Mahmoud Zahar nous fait servir du thé, lisse son abaya blanche, sourit avec affabilité.

Puis, il se lance. «Les négociations pacifiques ont échoué. Il n'y a qu'une solution: la résistance et la lutte armée.»

Mahmoud Zahar est le numéro 2 du Hamas, l'organisation islamiste qui contrôle la bande de Gaza depuis quatre ans. Et qui forme un deuxième gouvernement pour un peuple sans pays, comme me le fait remarquer un étudiant de Gaza.

Mahmoud Zahar représente l'aile dure du Hamas, par opposition à son chef Ismail Haniyeh. Radicaux et modérés s'entendent sur une chose: la quête de reconnaissance internationale entreprise par le président Mahmoud Abbas ne produira rien de bon. Mais c'est Mahmoud Zahar qui dénonce ce projet avec le plus de véhémence.

Selon lui, avec sa demande d'adhésion à l'ONU, le chef de l'Autorité palestinienne ne fera qu'affaiblir son peuple. «Ça équivaut à reconnaître volontairement l'État d'Israël, à céder nos droits de propriété sur 80% de la Palestine, à abandonner le droit de retour des réfugiés. C'est un désastre.»
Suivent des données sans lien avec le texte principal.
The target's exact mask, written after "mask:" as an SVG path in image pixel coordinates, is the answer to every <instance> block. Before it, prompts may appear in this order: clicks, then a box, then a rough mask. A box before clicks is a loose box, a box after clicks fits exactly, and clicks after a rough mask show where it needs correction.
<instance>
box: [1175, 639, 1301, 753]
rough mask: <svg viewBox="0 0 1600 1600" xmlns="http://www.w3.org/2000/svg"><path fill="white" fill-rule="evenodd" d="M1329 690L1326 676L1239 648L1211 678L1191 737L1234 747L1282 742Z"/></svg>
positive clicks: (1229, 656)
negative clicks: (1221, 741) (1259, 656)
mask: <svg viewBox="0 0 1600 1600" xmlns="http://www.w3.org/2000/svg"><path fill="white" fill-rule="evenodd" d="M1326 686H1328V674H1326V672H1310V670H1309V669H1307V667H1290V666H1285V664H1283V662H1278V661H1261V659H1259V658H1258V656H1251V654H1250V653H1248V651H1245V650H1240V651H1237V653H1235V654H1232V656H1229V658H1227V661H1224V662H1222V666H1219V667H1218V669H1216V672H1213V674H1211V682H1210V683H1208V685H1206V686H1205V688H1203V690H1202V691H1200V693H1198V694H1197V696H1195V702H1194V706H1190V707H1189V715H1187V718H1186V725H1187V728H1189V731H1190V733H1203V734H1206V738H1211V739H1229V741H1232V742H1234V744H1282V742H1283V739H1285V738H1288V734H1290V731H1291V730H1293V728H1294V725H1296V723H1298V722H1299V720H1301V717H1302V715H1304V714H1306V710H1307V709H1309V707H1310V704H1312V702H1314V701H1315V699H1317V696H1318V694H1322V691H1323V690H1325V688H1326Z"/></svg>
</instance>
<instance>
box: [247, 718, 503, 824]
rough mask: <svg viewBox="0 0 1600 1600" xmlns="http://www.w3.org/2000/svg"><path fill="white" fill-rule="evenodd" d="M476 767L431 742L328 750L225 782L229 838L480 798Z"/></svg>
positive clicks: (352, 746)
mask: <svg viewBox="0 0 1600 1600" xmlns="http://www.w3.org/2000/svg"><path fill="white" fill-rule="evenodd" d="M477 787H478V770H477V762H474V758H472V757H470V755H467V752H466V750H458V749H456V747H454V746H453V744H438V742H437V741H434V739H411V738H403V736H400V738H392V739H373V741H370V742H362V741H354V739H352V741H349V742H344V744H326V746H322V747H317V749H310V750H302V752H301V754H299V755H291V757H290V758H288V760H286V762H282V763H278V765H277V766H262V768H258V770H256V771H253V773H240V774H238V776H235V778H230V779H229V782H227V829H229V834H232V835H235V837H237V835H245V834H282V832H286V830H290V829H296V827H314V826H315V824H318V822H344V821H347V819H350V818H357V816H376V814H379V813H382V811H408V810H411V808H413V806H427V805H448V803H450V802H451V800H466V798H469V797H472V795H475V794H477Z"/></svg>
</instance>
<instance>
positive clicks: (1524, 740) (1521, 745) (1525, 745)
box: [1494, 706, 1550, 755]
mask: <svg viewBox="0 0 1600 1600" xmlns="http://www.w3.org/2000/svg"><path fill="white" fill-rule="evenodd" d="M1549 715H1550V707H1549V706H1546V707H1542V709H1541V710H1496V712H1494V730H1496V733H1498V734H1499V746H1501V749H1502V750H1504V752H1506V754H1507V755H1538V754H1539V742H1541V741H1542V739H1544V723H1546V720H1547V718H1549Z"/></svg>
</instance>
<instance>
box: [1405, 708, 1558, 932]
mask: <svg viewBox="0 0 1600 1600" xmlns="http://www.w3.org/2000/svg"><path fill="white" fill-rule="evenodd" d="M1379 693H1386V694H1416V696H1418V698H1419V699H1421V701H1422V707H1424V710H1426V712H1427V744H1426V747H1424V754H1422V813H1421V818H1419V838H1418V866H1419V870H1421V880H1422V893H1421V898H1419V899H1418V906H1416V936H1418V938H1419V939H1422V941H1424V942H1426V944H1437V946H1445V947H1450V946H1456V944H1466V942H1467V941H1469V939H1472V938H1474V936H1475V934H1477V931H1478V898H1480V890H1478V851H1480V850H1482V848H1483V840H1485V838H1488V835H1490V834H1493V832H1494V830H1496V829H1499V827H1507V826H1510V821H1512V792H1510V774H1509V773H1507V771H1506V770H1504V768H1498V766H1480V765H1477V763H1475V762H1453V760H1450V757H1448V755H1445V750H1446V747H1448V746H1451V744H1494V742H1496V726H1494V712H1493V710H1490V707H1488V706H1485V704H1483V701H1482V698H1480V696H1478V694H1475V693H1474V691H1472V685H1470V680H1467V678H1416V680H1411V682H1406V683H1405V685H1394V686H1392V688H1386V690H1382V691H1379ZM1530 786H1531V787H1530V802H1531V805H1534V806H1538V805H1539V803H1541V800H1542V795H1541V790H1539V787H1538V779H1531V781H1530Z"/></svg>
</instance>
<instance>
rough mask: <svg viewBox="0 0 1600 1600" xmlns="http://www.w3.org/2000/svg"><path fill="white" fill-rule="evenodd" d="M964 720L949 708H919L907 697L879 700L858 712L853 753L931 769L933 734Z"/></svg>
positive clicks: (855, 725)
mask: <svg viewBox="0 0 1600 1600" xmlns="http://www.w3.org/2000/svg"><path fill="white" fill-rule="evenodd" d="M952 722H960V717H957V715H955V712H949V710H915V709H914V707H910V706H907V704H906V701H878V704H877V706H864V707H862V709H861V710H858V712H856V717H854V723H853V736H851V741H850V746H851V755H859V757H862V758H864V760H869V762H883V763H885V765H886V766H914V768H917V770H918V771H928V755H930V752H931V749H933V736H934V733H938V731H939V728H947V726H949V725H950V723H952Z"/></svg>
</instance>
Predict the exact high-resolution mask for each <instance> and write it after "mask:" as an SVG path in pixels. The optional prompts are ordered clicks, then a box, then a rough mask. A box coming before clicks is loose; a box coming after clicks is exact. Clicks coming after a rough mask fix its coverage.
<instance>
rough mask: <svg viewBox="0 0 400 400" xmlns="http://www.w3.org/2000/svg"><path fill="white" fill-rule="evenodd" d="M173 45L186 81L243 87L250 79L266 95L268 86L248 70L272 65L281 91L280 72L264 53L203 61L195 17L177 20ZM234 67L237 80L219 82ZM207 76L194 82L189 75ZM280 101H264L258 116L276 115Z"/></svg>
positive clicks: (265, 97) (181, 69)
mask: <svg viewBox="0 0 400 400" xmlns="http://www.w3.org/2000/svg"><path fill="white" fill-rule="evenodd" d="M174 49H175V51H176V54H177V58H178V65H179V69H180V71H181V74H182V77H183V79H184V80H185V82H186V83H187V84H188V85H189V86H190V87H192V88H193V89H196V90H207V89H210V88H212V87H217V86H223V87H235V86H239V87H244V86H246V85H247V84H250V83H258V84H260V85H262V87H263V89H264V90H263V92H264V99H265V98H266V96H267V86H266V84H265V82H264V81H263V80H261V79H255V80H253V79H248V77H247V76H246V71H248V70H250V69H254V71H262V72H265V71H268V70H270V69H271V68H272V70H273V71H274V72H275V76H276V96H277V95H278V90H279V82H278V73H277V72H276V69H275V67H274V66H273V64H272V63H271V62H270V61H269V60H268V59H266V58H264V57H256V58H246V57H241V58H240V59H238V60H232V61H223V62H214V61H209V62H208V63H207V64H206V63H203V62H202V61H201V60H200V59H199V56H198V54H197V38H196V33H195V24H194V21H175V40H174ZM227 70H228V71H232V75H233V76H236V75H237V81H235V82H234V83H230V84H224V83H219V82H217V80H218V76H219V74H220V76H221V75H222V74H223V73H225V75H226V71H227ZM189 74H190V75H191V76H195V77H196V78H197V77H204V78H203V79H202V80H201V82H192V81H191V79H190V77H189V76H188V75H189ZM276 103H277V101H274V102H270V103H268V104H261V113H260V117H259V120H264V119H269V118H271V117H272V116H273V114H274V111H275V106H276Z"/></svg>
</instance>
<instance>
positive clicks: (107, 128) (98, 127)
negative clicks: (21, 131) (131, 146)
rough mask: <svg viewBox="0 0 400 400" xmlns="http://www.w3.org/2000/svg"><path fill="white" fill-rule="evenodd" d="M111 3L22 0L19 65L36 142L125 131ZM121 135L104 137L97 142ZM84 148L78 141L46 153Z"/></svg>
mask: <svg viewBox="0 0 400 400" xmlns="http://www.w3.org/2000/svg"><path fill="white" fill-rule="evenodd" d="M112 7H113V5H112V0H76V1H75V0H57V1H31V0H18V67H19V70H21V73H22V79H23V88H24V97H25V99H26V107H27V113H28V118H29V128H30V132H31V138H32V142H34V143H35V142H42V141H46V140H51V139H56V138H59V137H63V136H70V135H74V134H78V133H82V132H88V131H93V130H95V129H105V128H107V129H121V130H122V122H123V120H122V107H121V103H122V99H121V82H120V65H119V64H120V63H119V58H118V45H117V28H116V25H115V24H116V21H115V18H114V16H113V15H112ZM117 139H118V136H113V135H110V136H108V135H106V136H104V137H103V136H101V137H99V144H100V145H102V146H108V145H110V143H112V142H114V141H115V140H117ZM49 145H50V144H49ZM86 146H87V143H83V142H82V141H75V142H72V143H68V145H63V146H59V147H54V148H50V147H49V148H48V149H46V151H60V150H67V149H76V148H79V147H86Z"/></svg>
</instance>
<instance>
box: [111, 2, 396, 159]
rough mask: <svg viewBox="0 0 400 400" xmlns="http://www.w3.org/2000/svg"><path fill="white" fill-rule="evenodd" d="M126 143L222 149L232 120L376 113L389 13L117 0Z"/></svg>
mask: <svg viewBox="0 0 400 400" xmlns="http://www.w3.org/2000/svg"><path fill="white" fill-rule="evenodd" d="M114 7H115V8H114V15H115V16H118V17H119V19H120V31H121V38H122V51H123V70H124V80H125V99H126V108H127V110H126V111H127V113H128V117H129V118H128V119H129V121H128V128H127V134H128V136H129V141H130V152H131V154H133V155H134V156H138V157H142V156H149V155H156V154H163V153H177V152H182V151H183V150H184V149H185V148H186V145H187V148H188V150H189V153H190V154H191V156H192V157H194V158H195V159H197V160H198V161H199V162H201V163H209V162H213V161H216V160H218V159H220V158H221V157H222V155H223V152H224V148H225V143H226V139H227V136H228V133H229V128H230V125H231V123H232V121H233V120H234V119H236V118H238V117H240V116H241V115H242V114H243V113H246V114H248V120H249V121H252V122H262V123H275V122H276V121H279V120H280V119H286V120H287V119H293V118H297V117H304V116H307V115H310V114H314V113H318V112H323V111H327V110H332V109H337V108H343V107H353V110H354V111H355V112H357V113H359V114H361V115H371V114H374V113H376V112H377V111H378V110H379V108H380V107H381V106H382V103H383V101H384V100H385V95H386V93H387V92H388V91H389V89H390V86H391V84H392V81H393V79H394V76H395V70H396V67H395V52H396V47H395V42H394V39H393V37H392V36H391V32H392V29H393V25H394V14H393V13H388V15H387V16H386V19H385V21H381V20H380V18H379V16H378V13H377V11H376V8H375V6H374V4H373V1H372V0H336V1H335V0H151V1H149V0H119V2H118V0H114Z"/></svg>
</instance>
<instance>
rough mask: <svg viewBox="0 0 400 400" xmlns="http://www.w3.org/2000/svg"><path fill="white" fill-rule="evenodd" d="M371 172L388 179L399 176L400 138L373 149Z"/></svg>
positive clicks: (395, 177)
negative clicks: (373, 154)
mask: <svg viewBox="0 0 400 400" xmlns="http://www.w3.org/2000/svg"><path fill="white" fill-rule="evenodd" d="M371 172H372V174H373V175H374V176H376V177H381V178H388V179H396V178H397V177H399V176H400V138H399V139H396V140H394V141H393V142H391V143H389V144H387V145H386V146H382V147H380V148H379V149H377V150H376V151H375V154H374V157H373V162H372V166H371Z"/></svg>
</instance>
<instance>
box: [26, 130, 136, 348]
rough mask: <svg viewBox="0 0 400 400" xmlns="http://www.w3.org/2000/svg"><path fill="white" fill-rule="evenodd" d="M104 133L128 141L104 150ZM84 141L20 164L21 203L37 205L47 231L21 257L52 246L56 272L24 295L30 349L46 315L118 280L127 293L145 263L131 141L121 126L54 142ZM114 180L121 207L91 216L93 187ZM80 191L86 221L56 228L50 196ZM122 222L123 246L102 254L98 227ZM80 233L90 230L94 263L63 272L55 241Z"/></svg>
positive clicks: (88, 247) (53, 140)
Mahmoud Zahar nous reçoit dans la cour de sa maison, entièrement reconstruite depuis qu'elle a été dévastée par une attaque israélienne qui a tué son fils, en septembre 2004. Des gardes armés de mitraillettes surveillent l'entrée de l'immeuble.

Une fois réglées les civilités, Mahmoud Zahar s'enflamme. Pas question, pour lui, de reconnaître un État juif. «Jamais!» Il est convaincu que le vent tourne en sa faveur: à preuve, la récente attaque contre l'ambassade d'Israël au Caire. Il fait valoir qu'aucune occupation n'est éternelle et se compare à de Gaulle, qui a libéré la France des nazis. Le Fatah, parti du président Mahmoud Abbas, tient à son avis le rôle du gouvernement de Vichy.

«Nous allons la gagner, cette guerre», affirme-t-il avec assurance.

Un blocus profitable

Mais les Palestiniens de Gaza ont-ils vraiment envie de le suivre dans cette bataille? Ils ont déjà payé un lourd tribut pour les guerres passées. Le siège israélien a beau avoir été allégé, il continue à étouffer la bande de Gaza et son million et demi d'habitants. Et le conflit entre le Hamas et le Fatah ajoute une couche supplémentaire de difficultés.

Inspirés par la révolution égyptienne, de jeunes Gazaouis ont lancé au printemps dernier un mouvement de protestation, dénonçant ces divisions.

Ces jours-ci, ils planifient de nouvelles manifestations. Ils veulent appuyer la démarche devant l'ONU.

J'ai rencontré deux militants de ce mouvement, Hani Siliman Salamah, pharmacien de 30 ans, et Omar Arafa, 20 ans, étudiant en traduction. Ils ne veulent plus rien savoir des roquettes tirées régulièrement sur le sud d'Israël. «Les explosions, la mort, c'est assez. Nous voulons nous battre d'une manière positive en faveur d'un État indépendant», explique Hani.»

Hani et Omar reprochent au Hamas d'entretenir un climat de guerre pour ses propres intérêts. Pour contourner le blocus, les Palestiniens ont creusé des tunnels entre la bande de Gaza et l'Égypte. Ces temps-ci, ces tunnels servent surtout au trafic d'autos et de matériel de construction. Toutes les livraisons souterraines sont taxées...par le Hamas.

«Le Hamas a besoin de sang, il a besoin de l'État de siège», résume Hani.

Comme d'autres Gazaouis, il appréhende les sanctions qui risquent de suivre le geste unilatéral de l'Autorité palestinienne. Mais pour lui, la demande à l'ONU représente l'unique espoir de changement à l'horizon.

En attendant, l'opposition du Hamas affaiblit Mahmoud Abbas et alimente des craintes. Jason Shawa, imprimeur de Gaza, se demande ce qui arrivera de son bout de territoire en cas de reconnaissance de la Palestine. «Est-ce que Gaza fera partie de ce nouvel État, ou non?»

Puis il soupire: «Nous avons des problèmes internes à résoudre, avant d'avoir un État.